Tech4Him – Technology with Integrity

A Christian technology chaos wrangler and his thoughts

SSWUG vConf – Dimensional Modeling 101

Posted by Tom On April - 23 - 2009

Presenter: Erik Veerman
erik@solidq.com

This session focuses on the basic design patterns for building relational database structures for Business Intelligence applications on SQL Server. By laying the foundation to dimensional modeling, this session provides an overview of dimension modeling theory and the justification of dimension modeling by reviewing the core structures involved in data marts and data warehouses and contrasting these design techniques to other types of systems. If you are new to Business Intelligence or feel you need a refresher on dimensional modeling, this session is for you.

We are not talking about transactional design., this would be a poor design for BI.

Data Warehousing

  • A relational database repository that contains current and historical enterprise-wide business data structured in a way that is optimized for data retrieval and enables business decisions.

Data Mart

R. Kimball -”a data mart is a flexible set of data, ideally based on the most atomic (granular) data possible to extract from operational source, and presented in a symmetric (dimensional) model that is resilient when faced with unexpected user queries”

  • “in its most simplistic form a data mart represent data from a single business process” Business process= purchase order, store inventory, etc”

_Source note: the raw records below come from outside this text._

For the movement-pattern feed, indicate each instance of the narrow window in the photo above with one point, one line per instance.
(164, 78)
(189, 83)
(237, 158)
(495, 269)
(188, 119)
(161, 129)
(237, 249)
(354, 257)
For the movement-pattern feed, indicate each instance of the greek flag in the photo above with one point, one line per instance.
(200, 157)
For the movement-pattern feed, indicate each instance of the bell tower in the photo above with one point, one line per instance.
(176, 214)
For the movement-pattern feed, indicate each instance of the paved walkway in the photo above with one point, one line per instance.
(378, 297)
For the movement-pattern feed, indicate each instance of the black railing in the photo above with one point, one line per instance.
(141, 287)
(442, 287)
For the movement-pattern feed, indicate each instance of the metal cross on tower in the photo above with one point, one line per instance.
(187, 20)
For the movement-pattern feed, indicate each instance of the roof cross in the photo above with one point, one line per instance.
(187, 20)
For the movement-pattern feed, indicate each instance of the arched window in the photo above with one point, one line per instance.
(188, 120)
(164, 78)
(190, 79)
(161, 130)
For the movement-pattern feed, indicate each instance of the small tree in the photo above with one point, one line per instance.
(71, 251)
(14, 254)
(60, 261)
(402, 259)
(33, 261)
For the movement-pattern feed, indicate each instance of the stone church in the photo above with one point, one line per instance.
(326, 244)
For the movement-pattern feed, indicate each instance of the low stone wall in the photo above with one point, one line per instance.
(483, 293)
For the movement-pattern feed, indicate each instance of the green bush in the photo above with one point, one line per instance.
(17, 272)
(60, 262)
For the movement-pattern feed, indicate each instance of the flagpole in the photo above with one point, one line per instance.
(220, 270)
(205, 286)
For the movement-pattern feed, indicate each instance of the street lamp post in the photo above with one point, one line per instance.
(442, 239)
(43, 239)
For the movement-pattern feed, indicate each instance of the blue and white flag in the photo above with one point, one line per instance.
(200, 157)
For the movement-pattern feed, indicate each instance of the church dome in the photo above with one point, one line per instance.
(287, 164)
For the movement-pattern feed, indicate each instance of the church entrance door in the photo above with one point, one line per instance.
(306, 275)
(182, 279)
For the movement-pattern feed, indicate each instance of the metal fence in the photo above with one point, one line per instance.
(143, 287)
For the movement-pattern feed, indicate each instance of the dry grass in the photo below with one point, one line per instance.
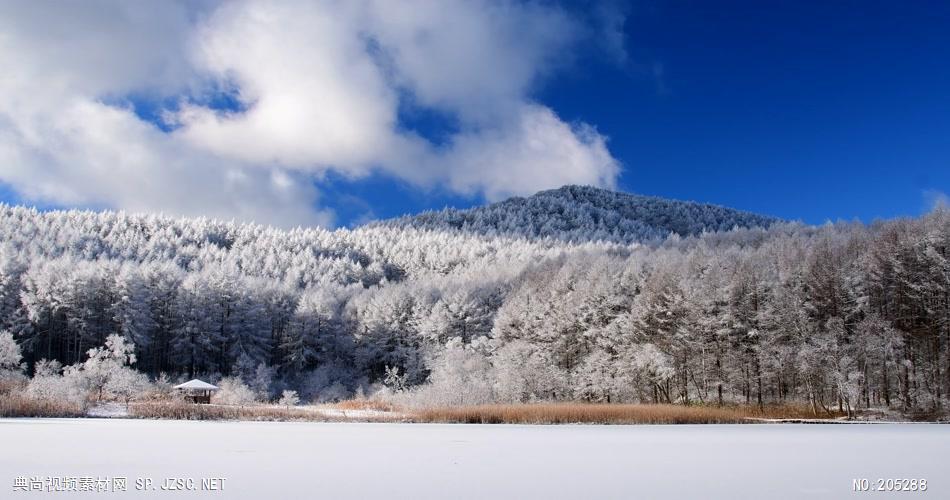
(787, 411)
(21, 405)
(177, 410)
(571, 413)
(579, 413)
(363, 404)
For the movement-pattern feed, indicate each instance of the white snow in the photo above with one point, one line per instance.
(314, 460)
(108, 410)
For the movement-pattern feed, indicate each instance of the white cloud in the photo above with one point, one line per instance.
(934, 199)
(322, 84)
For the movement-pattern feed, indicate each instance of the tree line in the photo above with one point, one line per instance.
(842, 315)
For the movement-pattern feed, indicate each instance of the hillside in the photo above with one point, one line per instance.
(584, 213)
(791, 313)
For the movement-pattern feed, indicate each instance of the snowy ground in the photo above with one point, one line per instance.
(330, 460)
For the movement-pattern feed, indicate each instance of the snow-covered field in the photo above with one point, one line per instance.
(327, 460)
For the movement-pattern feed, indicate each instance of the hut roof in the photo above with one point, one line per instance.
(197, 385)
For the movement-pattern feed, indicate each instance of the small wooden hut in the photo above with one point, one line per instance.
(197, 391)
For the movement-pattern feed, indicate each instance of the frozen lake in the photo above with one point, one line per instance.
(261, 460)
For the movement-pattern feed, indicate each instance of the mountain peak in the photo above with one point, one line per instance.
(584, 213)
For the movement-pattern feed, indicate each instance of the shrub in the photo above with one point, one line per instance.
(233, 391)
(20, 404)
(570, 413)
(289, 398)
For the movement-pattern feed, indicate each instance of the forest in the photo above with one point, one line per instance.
(844, 315)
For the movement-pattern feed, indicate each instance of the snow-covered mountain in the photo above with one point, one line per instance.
(584, 213)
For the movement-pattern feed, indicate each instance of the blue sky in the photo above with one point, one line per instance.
(805, 110)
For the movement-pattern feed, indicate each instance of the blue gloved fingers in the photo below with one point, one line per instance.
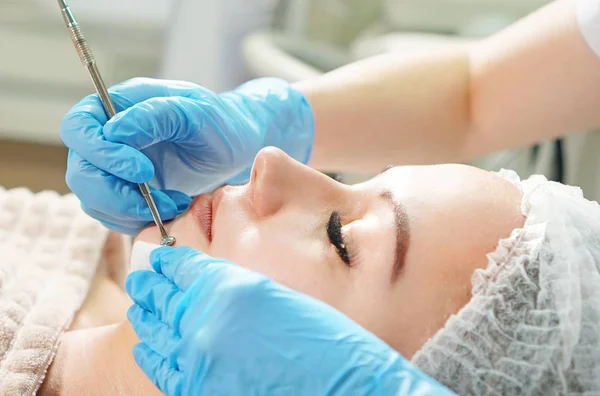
(133, 227)
(93, 186)
(172, 119)
(154, 293)
(181, 265)
(157, 368)
(82, 133)
(139, 89)
(153, 332)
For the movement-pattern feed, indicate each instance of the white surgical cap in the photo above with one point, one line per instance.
(532, 326)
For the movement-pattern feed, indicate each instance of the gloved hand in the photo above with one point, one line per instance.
(180, 137)
(209, 327)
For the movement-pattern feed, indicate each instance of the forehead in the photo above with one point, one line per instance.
(411, 181)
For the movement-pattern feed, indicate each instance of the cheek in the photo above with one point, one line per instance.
(297, 262)
(184, 229)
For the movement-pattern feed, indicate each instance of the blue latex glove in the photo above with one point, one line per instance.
(180, 137)
(209, 327)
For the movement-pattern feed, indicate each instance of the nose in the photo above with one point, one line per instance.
(278, 180)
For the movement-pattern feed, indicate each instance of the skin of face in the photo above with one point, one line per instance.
(277, 225)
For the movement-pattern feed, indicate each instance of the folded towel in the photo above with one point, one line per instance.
(49, 252)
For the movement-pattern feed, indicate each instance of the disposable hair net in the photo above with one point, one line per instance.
(532, 326)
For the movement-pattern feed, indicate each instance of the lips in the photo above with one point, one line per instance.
(202, 211)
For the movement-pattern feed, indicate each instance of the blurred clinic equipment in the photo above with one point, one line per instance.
(310, 38)
(89, 62)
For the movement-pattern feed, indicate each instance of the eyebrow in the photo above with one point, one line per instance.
(402, 230)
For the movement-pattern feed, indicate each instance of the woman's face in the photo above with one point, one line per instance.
(402, 260)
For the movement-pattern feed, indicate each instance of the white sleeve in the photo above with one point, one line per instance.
(588, 17)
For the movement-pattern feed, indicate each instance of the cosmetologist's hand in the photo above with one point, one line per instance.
(181, 138)
(210, 327)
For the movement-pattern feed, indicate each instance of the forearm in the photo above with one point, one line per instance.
(97, 361)
(391, 110)
(533, 81)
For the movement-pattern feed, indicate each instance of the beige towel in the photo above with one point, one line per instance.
(49, 250)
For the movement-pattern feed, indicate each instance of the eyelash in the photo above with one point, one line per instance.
(334, 232)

OLAP = On-line Analytical Processing

A reporting system designed to allow different flexible analysis in real time, on-line, with data structures designed for fast retrieval, with redundancy included to support performance.

Note: “On-line” doesn’t indicate data from on-line systems, rather on-the-fly

Business Intelligence

  • Forrester definition: A process of transforming data into information and making it available to users in time to make a difference.
    • Focus on delivery of information to the user
    • May or may not be created at a corporate level

Don’t approach this with tunnel vision. Ensure you REALLY understand what the business user needs.

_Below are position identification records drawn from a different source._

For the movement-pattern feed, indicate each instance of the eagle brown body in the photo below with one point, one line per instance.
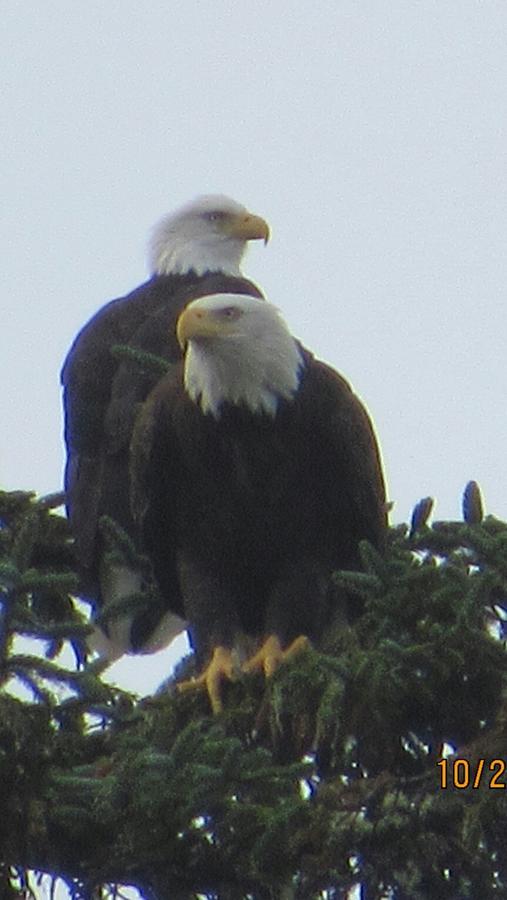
(245, 514)
(104, 390)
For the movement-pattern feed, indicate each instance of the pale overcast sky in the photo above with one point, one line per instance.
(372, 136)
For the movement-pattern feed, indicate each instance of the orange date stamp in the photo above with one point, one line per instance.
(462, 774)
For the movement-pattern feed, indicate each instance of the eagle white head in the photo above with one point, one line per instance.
(238, 350)
(208, 235)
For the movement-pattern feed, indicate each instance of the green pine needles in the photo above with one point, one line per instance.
(378, 760)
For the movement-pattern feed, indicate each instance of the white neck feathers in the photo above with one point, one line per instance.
(255, 367)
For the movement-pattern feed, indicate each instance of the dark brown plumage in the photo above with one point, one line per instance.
(103, 392)
(245, 514)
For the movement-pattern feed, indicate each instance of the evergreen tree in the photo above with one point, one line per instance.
(380, 762)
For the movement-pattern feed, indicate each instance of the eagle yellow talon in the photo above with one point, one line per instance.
(271, 655)
(221, 667)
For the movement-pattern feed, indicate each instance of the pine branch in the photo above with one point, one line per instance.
(323, 777)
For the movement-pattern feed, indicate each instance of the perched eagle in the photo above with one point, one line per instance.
(255, 473)
(193, 252)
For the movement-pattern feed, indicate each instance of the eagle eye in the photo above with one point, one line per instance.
(214, 216)
(231, 312)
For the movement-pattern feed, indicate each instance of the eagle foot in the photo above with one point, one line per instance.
(271, 655)
(222, 666)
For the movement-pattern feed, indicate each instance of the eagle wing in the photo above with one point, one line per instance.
(357, 488)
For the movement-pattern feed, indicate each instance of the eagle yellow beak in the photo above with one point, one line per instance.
(195, 323)
(248, 227)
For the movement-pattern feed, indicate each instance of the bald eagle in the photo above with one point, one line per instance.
(255, 474)
(195, 251)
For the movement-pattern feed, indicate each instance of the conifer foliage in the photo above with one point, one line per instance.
(379, 762)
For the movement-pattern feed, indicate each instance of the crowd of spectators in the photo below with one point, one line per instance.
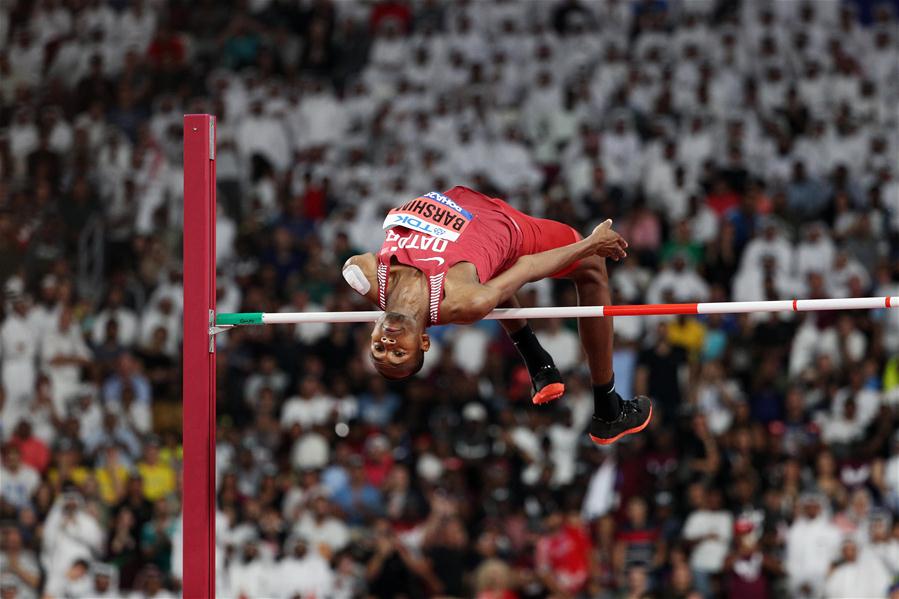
(746, 150)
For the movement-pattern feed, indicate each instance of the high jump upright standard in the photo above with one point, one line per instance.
(198, 395)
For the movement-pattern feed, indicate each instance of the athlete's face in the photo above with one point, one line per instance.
(397, 344)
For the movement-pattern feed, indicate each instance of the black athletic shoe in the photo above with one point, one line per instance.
(633, 418)
(547, 384)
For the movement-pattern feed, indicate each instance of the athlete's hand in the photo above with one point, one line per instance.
(606, 242)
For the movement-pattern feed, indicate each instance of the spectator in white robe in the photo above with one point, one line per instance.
(70, 533)
(812, 544)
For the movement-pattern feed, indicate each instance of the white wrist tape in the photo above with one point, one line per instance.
(354, 277)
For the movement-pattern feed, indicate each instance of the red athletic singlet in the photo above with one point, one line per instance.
(437, 231)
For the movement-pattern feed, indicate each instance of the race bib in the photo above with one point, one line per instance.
(433, 214)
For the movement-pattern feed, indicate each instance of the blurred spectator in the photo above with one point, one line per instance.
(746, 152)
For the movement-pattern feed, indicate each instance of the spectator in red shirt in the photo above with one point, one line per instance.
(563, 554)
(34, 452)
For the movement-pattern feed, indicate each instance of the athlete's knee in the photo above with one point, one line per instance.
(592, 271)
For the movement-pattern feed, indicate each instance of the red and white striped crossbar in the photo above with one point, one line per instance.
(796, 305)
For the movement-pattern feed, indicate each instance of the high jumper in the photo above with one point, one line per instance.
(453, 257)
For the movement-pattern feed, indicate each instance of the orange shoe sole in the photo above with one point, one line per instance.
(549, 393)
(629, 431)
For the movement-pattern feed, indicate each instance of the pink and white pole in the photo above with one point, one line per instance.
(796, 305)
(198, 400)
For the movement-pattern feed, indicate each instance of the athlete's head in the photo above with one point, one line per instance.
(398, 345)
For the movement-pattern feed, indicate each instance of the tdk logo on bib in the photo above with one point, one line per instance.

Three Type of Business Intelligence

  • Strategic Business Intelligence (Strategic Decisions)
    • Who: strategic leaders
    • What: formulate strategy and monitor corporate performance
    • Examples: Balance scorecard, Strategic Planning
  • Analytical Business Intelligence (They want to know Why. Love Excel)
    • Who: analysts, knowledge worker, controller
    • What: ad-hoc analysis
    • Examples: Financial and Sales Analysis, Customer Segmentation, Click stream analysis
  • Operational Business Intelligence (Operational, parameterized reports)
    • Who: operational managers
    • What: execution of strategy against objectives
    • Examples: Budgeting, Sales forecasting

Example Questions to be answered for various BI types.

  • Strategic Questions
    • Is the overall product margin meeting the planned targets?
    • Are we meeting our quarterly revenue objectives and what is the trend?
    • Are our vendor backorders affecting overall product sales?
  • Analysis Questions
    • What factors affect order processing time?
    • How did each product line (or product) contribute to a district’s profit (or store) last quarter (or month, or year)?
    • Which products have the lowest Gross Margin Return on Inventory (GMROI)?
  • Operational Questions
    • When did that order ship?
    • What was the revenue for a sales district last quarter?
    • What was the average inventory level for a product last year?

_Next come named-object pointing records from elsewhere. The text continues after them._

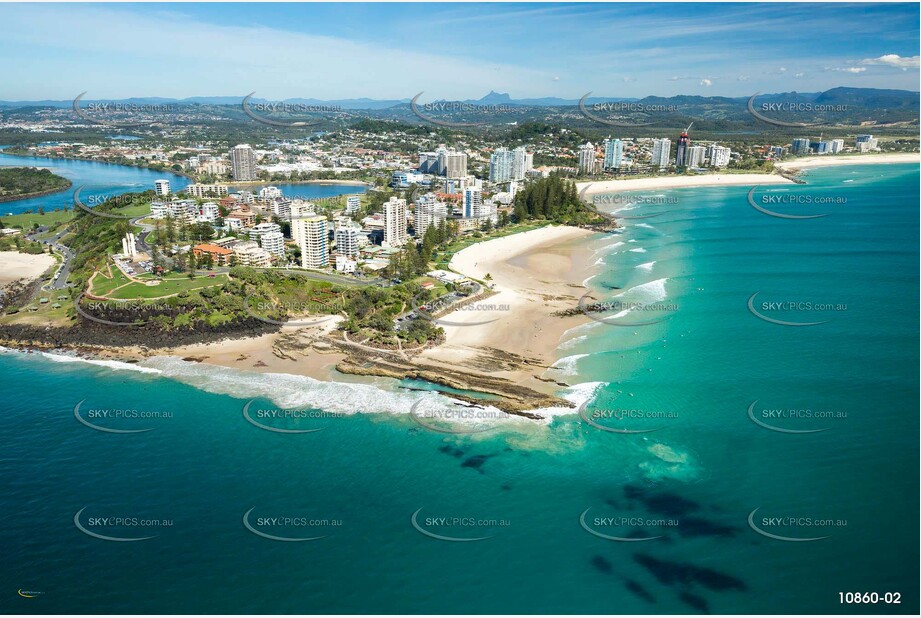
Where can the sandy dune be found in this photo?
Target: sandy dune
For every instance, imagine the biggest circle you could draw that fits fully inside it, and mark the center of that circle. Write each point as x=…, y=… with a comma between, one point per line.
x=15, y=265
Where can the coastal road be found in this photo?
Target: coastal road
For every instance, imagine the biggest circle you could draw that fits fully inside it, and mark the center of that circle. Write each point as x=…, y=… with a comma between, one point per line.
x=59, y=280
x=141, y=238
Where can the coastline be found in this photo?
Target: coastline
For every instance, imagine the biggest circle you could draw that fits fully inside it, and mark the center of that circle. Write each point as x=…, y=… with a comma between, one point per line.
x=836, y=160
x=30, y=266
x=248, y=183
x=679, y=182
x=88, y=160
x=536, y=274
x=29, y=196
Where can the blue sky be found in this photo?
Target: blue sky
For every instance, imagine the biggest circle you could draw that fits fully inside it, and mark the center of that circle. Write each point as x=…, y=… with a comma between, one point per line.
x=452, y=51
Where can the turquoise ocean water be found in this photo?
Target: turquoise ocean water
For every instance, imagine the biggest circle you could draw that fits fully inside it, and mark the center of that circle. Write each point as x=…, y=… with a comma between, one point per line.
x=98, y=181
x=683, y=501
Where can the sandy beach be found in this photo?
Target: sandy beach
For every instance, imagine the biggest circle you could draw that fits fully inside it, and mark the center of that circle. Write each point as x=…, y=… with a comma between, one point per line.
x=865, y=159
x=677, y=182
x=534, y=274
x=15, y=265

Strategy map. Visually see how an organization and KPI’s look.

What is Dimensional Modeling?

  • The process and outcome of designing logical database schemas created to support OLAP and Data Warehousing solutions

Not about Normal Forms. Short, squatty tables, not tall, wide tables.

Transactional vs. Analytical

  • Production/Transactional supports (HR and Financial Systems)
    • Granular transactions
    • Real time production systems
    • Current, changing data
  • Business Intelligence/Data Warehousing supports (current and historical data)
    • Summarized queries
    • Consistent, heterogeneous data
    • Voluminous, historical, stable data
  • Transactional and DW applications require different design and storage

Transactional (OLTP) is about speed, efficiency, normal forms, reduced redundancy.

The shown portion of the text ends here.